The woodworking and related industrial sectors are currently undergoing transformations. Softwoods are rapidly being replaced by hardwoods. It encourages cutting tools and machine makers to begin creating unique hardwood processing solutions. Nonetheless, during hardwood cutting, there is an absence of understanding concerning force prediction and mechanism. Furthermore, the dynamic behaviour of the test rigs (typically excited by the natural wood phenomena) has not been explored in the analyses of high-speed cutting procedures. Previous approaches for disseminating information on hardwood disintegration seldom took into account a larger number of processing factors and material qualities. This study focuses on two main aspects that are currently being debated in the wood research community in regards to bio-based materials disintegration: cutting force measuring technique and cutting force prediction.
To enable a precise analysis of woodcutting, a unique technology that simplifies the complexity of wood process observation has been designed. The world’s first apparatus works on the principle of a 4 m diameter rotor arm. As a result, the movement of its end might be thought of as linear.

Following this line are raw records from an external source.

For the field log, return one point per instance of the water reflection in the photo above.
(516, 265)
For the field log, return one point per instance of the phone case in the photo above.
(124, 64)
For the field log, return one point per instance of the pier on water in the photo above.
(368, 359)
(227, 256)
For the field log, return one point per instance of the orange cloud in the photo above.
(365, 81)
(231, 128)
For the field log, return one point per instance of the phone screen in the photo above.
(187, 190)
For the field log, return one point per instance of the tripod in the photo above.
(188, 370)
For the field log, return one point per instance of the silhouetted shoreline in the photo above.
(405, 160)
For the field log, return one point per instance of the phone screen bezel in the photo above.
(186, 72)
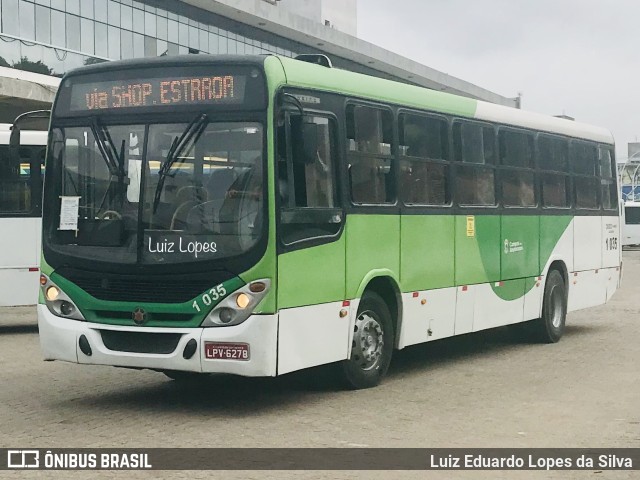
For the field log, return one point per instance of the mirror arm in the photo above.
(291, 98)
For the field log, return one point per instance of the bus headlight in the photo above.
(236, 308)
(57, 301)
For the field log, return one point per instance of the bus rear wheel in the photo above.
(550, 326)
(372, 344)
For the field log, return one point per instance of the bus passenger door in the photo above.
(311, 261)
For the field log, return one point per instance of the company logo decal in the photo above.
(512, 247)
(139, 316)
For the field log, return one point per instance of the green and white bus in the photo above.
(262, 215)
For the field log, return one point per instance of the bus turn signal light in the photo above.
(243, 300)
(257, 287)
(52, 293)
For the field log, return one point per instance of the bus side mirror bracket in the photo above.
(14, 138)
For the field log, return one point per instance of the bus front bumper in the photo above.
(60, 339)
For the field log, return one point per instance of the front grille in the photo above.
(153, 316)
(140, 342)
(129, 288)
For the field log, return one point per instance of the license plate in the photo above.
(226, 351)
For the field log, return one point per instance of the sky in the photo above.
(575, 57)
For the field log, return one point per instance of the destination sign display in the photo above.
(165, 91)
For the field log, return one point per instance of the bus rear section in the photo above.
(20, 216)
(631, 226)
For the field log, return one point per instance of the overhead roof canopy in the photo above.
(22, 91)
(321, 39)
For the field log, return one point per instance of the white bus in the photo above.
(20, 216)
(631, 227)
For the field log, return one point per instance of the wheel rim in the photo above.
(368, 340)
(556, 304)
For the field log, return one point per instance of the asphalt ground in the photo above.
(489, 389)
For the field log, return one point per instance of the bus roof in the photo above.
(27, 137)
(308, 75)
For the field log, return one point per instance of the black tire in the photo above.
(372, 346)
(550, 327)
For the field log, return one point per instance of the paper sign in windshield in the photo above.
(69, 213)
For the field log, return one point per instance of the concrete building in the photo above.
(54, 36)
(339, 14)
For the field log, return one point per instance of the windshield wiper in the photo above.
(114, 161)
(192, 132)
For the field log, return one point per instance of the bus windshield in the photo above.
(159, 193)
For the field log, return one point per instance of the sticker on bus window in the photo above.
(69, 213)
(471, 226)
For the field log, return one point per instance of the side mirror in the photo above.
(14, 139)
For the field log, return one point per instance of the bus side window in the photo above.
(517, 177)
(307, 180)
(313, 182)
(424, 151)
(474, 150)
(585, 178)
(16, 180)
(553, 160)
(370, 138)
(608, 178)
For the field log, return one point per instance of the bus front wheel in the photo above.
(550, 327)
(372, 344)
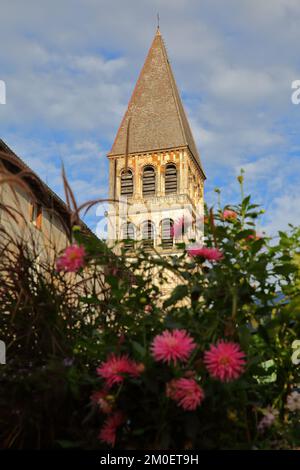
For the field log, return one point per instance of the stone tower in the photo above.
(156, 177)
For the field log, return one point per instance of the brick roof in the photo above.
(157, 117)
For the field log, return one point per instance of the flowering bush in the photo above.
(208, 366)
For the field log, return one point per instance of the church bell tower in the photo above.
(156, 178)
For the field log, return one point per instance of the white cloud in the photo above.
(70, 69)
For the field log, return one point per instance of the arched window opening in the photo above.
(127, 183)
(171, 179)
(167, 234)
(128, 235)
(148, 234)
(148, 181)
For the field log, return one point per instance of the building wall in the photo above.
(49, 239)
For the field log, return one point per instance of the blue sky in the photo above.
(70, 68)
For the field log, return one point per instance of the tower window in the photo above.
(171, 179)
(148, 234)
(167, 236)
(36, 213)
(127, 183)
(148, 181)
(128, 235)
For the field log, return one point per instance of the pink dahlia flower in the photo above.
(115, 369)
(172, 346)
(228, 214)
(211, 254)
(110, 427)
(225, 361)
(186, 392)
(254, 236)
(72, 259)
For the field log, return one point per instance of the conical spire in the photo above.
(157, 117)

In addition, the rotor arm rotates at a rate of up to 442 RPM. This equates to a tangential cutting velocity of 93 meters per second. The measuring cut is stand-alone — just one cut is made for every test. It eliminates the influence of the previous cut.
The combination of test settings provides a one-of-a-kind opportunity to research wood cutting. At this speed, a stand-alone cut has never been attempted before. In addition, the linearity approximation provides a better understanding of the process. The previous research described the created test rig and used numerous tests to demonstrate its correctness. The inherent frequency of the system is raised due to the rigidity of the setup. For avoiding signal convolution, a demanding dynamic calibration of the measurement chain is employed. The force sensor is an accurate 3D quartz force sensor. A set of sensors, control systems, and safety zones ensure the device’s safety. The cutting force data is adjusted based on the detected uncut chip thickness.
Carried tests on this device will serve as a precise basis for extending the force prediction cutting model from linear to circular cutting. For process and quality control, this universal mathematical model may be employed as a machine learning model. It contributes to the machine’s long-term viability and service life. The blade, for example, is a component having a finite service life. The cutting force prediction model can help with the creation of a predictive maintenance system and will be useful in the future.